La Loi de la ville est celle du sacrifice des enfants, obstiné, avide de sang - celle de l'Europe de 1914, celle de la nôtre, ou la Loi du monde . L'Empire est sans recours un crime . C'est pourquoi la Voie est la Voie de la main gauche, celle de la main Droite étant souillée, plus encore que celle qui porte le nom de sinister, ou mort . Il te sera beaucoup pardonné parce que tu as beaucoup aimé - et c'est à la mesure dont vous mesurez que vous serez mesurés . Sinon, que m'arrivera-t-il au jour du jugement ?

Amant libre que tu es, astre errant sur les orbes excentriques, ne te regarde-t-on pas avec méfiance? Et que reste-t-il de l'amour après consumation?- Le pont Mirabeau, Boulgakov, Jivago au plus profond de moi comme des prières d'enfance - Et, grand seigneur moderne- que reste-t-il de ta dignité, de ta puissance, des euros et du béton après ta mort ?

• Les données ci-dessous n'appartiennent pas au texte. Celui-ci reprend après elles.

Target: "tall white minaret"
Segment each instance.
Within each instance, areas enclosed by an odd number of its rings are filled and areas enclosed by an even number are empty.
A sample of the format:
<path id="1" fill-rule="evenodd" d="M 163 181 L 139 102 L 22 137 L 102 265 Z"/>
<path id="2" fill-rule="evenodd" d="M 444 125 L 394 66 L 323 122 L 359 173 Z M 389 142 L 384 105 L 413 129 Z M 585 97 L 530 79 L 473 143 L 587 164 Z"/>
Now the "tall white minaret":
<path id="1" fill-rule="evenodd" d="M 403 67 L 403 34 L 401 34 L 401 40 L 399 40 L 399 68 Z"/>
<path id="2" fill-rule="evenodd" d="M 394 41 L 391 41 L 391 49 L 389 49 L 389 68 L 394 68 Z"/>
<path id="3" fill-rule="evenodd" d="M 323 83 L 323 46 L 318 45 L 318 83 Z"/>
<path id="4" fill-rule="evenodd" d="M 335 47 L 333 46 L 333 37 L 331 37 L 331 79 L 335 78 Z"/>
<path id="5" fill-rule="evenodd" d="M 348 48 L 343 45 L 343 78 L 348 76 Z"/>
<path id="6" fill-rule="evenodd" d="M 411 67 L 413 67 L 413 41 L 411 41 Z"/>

Et tout le refuge des amants célestes est le recours aux forêts, où sont les demeures des charbonniers . Auprès du feu, ma bien aimée, je parcourais les flammes de ta peau, le pays des quatre fleuves .

Je t’ai réveillée sous le pommier ; Mets-moi comme un sceau sur ton cœur, comme un sceau sur ton bras ; car l’amour est fort comme la mort, ses ardeurs sont des ardeurs de feu, une flamme de l’Éternel. Les grandes eaux ne peuvent éteindre l’amour, et les fleuves ne le submergeraient pas ; quand un homme offrirait tous les biens de sa maison contre l’amour, il ne s’attirerait que le mépris .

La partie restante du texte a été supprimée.